Comme pour la plupart des poèmes en prose de Rimbaud, nous avons droit pour titre à un mot nu, à un mot laissé tout seul : "Mouvement", "Enfance", "Génie", "Barbare", etc. D'après le manuscrit, le titre originel était renforcé de l'article défini : "Les Ouvriers", Rimbaud l'a ensuite biffé, mais il n'a pas biffé l'article du titre "Les Ponts". Il est vrai comme l'écrivait Fongaro que le titre assez sec "Ponts" passerait assez mal. Cependant, Rimbaud n'a pas eu à supprimer les titres des poèmes sur les autres manuscrits. Le titre flanqué d'un déterminant avait été assumé, un temps préféré,...

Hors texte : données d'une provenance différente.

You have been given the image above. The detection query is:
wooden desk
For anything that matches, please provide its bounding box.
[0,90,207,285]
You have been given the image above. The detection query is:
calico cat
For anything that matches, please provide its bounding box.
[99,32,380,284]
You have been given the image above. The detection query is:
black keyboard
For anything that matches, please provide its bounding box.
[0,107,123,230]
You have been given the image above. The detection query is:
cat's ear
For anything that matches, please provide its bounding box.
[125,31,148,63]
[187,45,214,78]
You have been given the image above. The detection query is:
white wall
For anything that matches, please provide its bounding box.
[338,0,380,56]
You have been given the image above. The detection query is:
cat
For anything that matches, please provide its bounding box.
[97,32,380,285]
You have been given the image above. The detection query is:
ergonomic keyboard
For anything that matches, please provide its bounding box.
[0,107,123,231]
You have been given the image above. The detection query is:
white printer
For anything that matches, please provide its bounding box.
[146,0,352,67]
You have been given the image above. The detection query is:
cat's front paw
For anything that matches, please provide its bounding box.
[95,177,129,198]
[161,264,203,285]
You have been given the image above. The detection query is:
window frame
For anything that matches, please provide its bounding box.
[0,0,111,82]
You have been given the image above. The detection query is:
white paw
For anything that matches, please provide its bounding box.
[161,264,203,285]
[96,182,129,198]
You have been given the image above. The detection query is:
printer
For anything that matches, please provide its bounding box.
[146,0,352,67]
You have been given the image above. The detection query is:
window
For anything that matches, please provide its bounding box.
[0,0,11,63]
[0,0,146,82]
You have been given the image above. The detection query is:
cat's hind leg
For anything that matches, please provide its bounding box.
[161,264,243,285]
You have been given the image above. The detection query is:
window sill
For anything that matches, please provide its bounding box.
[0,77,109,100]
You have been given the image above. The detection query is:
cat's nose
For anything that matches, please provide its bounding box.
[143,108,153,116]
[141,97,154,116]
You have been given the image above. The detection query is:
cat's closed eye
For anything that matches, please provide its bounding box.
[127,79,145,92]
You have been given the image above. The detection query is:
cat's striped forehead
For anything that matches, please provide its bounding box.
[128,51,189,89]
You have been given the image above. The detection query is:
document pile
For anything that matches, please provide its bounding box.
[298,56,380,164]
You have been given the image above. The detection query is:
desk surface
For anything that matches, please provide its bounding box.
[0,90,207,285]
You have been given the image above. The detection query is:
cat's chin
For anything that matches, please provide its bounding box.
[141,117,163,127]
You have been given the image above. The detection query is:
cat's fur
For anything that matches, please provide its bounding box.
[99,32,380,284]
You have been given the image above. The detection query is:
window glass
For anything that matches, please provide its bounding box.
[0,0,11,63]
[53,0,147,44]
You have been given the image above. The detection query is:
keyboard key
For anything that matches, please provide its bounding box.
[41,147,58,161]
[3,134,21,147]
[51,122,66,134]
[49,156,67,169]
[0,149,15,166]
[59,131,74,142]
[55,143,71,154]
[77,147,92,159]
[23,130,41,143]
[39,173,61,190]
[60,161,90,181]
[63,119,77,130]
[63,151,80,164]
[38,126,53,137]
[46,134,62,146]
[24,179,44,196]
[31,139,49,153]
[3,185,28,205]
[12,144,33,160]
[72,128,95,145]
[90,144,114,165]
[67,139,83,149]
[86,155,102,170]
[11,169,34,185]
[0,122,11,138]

Qu'on se rassure ! je ne vais pas partir ici dans des considérations compliquées et aventureuses sur la portée éventuelle de la présence de cet article défini dans le titre du poème. Il a été biffé et la variation montre que cela ne porte pas tellement à conséquence. En revanche, le titre est quelque peu énigmatique. En général, on se contente d'identifier dans ce couple d'un homme et d'une femme deux ouvriers, et on parle des indices de littérature romanesque réaliste, si pas naturaliste, du texte avec la "jupe de carreau à coton blanc et brun", les "vilaines odeurs", le "tour dans la banlieue", la "ville", sa "fumée" et ses "bruits de métiers", le "bras durci", l'emploi de l'adjectif "misérables", etc. Cependant, l'action décrite par le poème n'est pas ouvrière en tant que telle. Et Fongaro a soutenu une lecture moins réaliste et plus en phase avec l'idée d'un poème d'illustration ésotérique du projet de "voyant" en identifiant le couple aux poètes Rimbaud et Verlaine. Fongaro présupposait alors une double signification particulière du mot "ouvriers" avec le sens de meneurs d'un travail poétique grave, que Fongaro soutient être aussitôt retourné malicieusement en son quelque peu contraire obscène. La lecture réaliste résiste mieux à l'analyse que l'hypothèse compliquée de Fongaro, même si les équivoques obscènes ne doivent pas être exclues sans procès. Néanmoins, pour le sens du mot "ouvriers", il y a une autre possibilité. De nombreux poèmes de Rimbaud retournent le langage de la religion contre elle, ou bien y font allusion pour indiquer un horizon repoussoir. Et, au plan religieux, le mot "ouvriers" a un sens. Les gens d'église sont des ouvriers de Dieu, des ouvriers de sa vigne ! Le poème parle d'un "autre monde". Il est question d'une merveille comique avec les poissons apparus dans une flache du mois précédent, sorte de témoignage d'un miracle qui ne retiendra pas l'attention du locuteur du poème. Il est ensuite question d'une dépense vaine et d'un manque de force et de science pour clore le poème sur l'illusion d'une "chère image" dont rien ne nous est dit de précis. C'est ce sens religieux détourné qui me paraît le mieux rendre compte du discours de désespoir du mari énonciateur fictif de cette prose.